You know those people who are so busy that they have a full-time job, run a side business, have active social lives, manage a million other things yet still seem to have it all together? Yeah, well they either have a lot of help, they’re superheroes or they’re frauds.
It should come as no surprise that my last post was a long time ago. Beginning of April to be exact. And thinking about how long it’s been since I’ve managed to write up a simple blog post really bums me out. Blogging is something I really enjoy and I use it as a creative outlet from my day to day job and responsibilities. Not having the time or the motivation to write up a post is pretty much where I’ve been at the last few months and I think the reason why is something others can relate to.
It all comes down to the fact that I bit off more than I could chew. I took on too much. I said yes to too many things. And ultimately, something had to fall by the wayside. Unfortunately, since this blog isn’t my source of income nor will it give me my master’s degree, this is what had to fall on the back burner for a bit. It’s frustrating when the thing that brings you the most fulfillment doesn’t also provide a living for you, but that’s #adulting.
Long story short, the last few months I’ve been struggling to stay afloat. I work in marketing at an ad agency and summer is our busy season. My workload tripled from the winter months and I took on more responsibility in the day to day of our team. I would come home burnt out from looking at a screen all day and wanting to just lounge on the couch. But, grad school classes picked up again in May and I took on a 4 course load, so that wasn’t an option. In retrospect, 4 classes in one semester was too much to take on while working full time and I promise you that I learned my lesson. I finished up the semester maintaining my 3.7 GPA (humblebrag) but lost my sanity along the way, which was a tough price to pay. I wasn’t hanging out with friends because I truly didn’t have the energy. I was stressed beyond belief. I was going to bed at 1AM and waking up at 4AM unable to turn my mind off. I was literally losing my mind and my emotions were so hot and cold that it started to take a toll on my personal life.
I’m the kind of person that doesn’t like to ask for help. I’ll actually go out my way not to ask for it. I don’t like to admit fault or failure. In fact, I hate it. I realize everyone has problems, and this minor problem I had of being busy by choice was nothing compared to what others sometimes deal with. That being said, in the last few weeks I’ve come to realize that it is ok to ask for help and that’s what I did. I swallowed my pride and admitted to being overwhelmed and found that it wasn’t actually as painful as I thought it would be.
It’s almost like as soon as I opened up about my struggles, the universe conspired to lighten my load. Issues at work cleared up on their own, classes ended and I felt like I could finally breathe again. The stress I felt the last few months is nothing I want to feel again if I can avoid it and learning to ask for help when I need it is probably the first step.
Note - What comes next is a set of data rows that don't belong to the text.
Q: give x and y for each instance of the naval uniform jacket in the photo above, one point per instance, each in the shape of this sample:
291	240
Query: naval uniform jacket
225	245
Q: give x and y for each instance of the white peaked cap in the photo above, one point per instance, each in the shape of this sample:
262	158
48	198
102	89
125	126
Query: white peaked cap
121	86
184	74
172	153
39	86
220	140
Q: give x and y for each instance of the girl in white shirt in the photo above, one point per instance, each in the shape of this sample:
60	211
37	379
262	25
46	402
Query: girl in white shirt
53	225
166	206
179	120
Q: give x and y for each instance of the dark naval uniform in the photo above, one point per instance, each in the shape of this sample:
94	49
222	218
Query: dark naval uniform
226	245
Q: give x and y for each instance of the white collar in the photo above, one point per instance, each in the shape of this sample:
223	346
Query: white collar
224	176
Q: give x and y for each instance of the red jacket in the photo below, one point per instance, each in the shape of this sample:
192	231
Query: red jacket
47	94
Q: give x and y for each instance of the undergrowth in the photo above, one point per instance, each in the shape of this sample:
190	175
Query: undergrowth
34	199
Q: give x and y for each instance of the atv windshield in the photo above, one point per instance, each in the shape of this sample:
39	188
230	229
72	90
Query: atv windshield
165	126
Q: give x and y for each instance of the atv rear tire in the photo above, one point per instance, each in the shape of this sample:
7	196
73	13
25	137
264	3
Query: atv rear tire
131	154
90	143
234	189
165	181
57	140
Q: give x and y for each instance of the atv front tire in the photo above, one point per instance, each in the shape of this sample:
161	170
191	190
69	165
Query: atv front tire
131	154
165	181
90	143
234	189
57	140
To sum up it all up — I took on too much at once but ended up learning a lot about myself because of it. As much as I want to say yes to everything and do it all on my own, that’s not realistic. The people on social media who seem to have perfect lives and do it all without any mishaps haven’t actually mastered time management and getting stuff done, instead they’ve just mastered being able to make it look like they do. Life can get overwhelming sometimes and in the future, I plan to swallow my pride a little more and ask for help when I need it.